Character Development

Searching For Victims

No, I’m not a serial killer. But I have written about a serial killer. But not often. I scare myself. I have, however, been asked on occasion, “Where do you find the characters in your stories?” The answer, most of the time, is, “I meet them every day.” I call them my victims.

The type of work I have been involved in over the years always put me in contact with a wide variety of people. Some I only meet once, while others I get to know well, because of the nature of my job. The characteristics of the people I meet become the basis of characters I include in my stories.

I make mental notes on how someone speaks, or gestures while speaking. Sometimes I go out of my way to strike up a conversation with someone I find interesting. Maybe it’s their accent or how they avoid eye contact with anyone they talk to. Little things that let me know I can use a likeness of these people to create a character whose speech or actions will set them apart in a story.
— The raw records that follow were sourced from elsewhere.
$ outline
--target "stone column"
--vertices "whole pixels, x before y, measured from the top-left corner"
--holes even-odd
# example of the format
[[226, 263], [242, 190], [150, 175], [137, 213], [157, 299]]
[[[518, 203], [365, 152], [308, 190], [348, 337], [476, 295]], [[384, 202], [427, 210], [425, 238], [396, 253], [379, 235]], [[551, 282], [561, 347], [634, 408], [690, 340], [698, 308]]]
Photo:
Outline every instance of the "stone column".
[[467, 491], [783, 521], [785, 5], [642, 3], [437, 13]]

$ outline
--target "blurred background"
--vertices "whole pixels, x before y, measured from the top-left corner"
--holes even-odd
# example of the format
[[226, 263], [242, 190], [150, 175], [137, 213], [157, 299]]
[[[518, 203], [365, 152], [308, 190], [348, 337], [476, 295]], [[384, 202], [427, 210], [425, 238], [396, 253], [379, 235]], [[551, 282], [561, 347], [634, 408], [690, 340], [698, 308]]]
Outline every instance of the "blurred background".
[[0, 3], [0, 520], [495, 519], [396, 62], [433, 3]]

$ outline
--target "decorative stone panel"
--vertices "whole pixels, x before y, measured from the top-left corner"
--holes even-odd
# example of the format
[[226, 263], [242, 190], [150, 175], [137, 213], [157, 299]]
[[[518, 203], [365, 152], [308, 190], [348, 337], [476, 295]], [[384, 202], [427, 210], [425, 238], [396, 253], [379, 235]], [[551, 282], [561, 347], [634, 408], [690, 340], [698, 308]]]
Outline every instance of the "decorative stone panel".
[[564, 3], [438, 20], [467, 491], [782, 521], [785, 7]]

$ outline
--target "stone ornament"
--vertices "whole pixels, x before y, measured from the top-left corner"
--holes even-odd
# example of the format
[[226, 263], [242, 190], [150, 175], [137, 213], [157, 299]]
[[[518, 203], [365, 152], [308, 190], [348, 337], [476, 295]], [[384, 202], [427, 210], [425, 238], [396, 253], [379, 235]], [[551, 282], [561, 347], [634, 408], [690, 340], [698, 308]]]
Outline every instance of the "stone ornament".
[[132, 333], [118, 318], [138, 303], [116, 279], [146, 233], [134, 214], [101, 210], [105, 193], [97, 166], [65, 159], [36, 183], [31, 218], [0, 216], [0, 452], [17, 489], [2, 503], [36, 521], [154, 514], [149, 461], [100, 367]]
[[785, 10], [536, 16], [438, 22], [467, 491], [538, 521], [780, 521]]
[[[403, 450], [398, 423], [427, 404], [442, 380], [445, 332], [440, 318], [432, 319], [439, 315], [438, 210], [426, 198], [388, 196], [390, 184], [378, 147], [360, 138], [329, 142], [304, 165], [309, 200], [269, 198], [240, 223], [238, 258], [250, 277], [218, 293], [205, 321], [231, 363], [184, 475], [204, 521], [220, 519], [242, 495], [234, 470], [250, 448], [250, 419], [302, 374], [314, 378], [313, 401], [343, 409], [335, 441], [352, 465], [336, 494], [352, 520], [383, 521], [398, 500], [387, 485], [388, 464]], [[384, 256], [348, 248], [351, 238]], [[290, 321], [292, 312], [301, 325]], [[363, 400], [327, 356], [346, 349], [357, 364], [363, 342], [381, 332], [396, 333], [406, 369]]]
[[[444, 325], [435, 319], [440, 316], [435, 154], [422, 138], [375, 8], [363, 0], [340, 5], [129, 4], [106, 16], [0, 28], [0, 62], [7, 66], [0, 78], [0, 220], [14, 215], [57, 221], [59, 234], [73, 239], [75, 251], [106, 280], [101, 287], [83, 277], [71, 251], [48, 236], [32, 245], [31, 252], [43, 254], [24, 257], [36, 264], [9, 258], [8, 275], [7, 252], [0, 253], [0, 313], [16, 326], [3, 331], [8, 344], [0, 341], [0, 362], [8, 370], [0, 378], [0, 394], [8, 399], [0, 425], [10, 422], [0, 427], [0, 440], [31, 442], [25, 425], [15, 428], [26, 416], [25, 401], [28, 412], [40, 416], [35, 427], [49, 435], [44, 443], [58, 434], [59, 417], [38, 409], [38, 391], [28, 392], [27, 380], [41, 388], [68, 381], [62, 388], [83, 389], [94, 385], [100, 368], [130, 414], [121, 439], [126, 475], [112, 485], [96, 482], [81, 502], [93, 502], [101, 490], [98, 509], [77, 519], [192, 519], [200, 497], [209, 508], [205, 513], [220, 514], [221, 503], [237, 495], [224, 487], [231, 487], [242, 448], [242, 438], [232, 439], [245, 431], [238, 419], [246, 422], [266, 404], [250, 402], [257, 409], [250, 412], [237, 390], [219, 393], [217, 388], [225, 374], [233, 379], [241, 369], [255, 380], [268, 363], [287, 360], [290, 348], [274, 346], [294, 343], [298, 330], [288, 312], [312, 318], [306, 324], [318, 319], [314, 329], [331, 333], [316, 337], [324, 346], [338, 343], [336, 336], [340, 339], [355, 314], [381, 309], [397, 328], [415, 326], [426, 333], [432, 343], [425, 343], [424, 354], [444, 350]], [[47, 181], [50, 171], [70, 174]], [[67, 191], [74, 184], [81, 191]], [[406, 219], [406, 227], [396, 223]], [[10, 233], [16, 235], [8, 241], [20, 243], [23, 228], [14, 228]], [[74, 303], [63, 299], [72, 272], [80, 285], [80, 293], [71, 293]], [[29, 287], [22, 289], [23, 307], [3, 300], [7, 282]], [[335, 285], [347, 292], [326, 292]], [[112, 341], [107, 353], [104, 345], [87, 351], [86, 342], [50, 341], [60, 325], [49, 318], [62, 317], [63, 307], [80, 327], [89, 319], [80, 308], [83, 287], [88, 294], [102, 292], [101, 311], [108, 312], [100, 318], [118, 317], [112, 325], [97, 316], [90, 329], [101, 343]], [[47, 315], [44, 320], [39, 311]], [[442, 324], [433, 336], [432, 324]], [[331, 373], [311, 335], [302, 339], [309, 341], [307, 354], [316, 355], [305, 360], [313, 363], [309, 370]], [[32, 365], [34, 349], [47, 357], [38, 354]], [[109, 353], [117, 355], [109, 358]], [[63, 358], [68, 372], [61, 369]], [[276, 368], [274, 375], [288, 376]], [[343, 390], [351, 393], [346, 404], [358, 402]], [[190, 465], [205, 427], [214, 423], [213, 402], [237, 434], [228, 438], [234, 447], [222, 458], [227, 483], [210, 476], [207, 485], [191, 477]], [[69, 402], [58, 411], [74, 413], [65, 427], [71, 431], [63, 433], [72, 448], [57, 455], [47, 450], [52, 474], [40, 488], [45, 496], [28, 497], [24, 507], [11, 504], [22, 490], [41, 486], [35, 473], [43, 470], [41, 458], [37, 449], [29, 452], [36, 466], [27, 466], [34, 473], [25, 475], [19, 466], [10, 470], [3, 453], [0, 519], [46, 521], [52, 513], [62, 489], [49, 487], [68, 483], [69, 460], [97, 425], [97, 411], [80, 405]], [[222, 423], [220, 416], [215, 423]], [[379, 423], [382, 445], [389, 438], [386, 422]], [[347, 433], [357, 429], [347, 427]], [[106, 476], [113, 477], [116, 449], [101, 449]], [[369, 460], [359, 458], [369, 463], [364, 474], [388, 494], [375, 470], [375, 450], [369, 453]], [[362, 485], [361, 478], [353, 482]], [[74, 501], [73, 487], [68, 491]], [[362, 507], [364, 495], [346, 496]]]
Let me give you a few examples of my victims.

Roy: Always uses the word “Boss” when starting a conversation with visiting vendors, but never makes eye contact with any of them. His hands stay busy straightening shelves or checking his work device while talking. Every conversation is brief, as if he’s in a hurry to be somewhere.

Bobbie: If you say hello, be prepared to hear the events of the past week, in full detail. Works hard but is always open to a chance to discuss her kids and her coworkers. Can be pushy when given the chance to be in charge of a project. Her way is the only way. Until it doesn’t work.

Bill the Agitator: Bill has never met an authority figure he couldn’t or wouldn’t challenge. And he’s never met a solution he felt he couldn’t improve. Even when he didn’t understand the one in front of him.

Jimbo the Perfectionist: As long as the problem doesn’t need a speedy resolution, Jim is the man you want on the job. Every task is completed with skilled precision, despite having the equipment or machinery out of operation for an additional eight hours. Makes a great trainer, but lacks the urgency needed in many situations. Being a former engineer on nuclear submarines will do that to a person.

Dwight, “I know that”: Constantly seeking approval or guidance from others, he never fails to answer every offer of advice with, “I know that”, even though he doesn’t. Loyal as a German Shepherd, and just as defensive, Dwight is a confident person.

These are only a few examples of my so-called victims. I keep many of these in my mental files, but I keep a small notebook handy for making notes as I meet people. I recommend others to do the same. Then create a folder on your computer to maintain a detailed list of as many victims as possible. Victims help fill in the story lines of your protagonist and antagonist. You can also combine many of your victim characteristics to create a strong protagonist or antagonist.

Strong characters are as valuable as plot, if not more so, in any story. I like to begin the writing process by creating a strong character to build a story around. Sometimes, my character development begins with one of my victims, and I build on their personalities to create a strong yet vulnerable character.

Next time you visit your favorite coffee shop or café, maybe even your nail salon or thrift store, make some notes of how people talk or interact with others. Before you know it, you will be experienced in the art of searching for victims.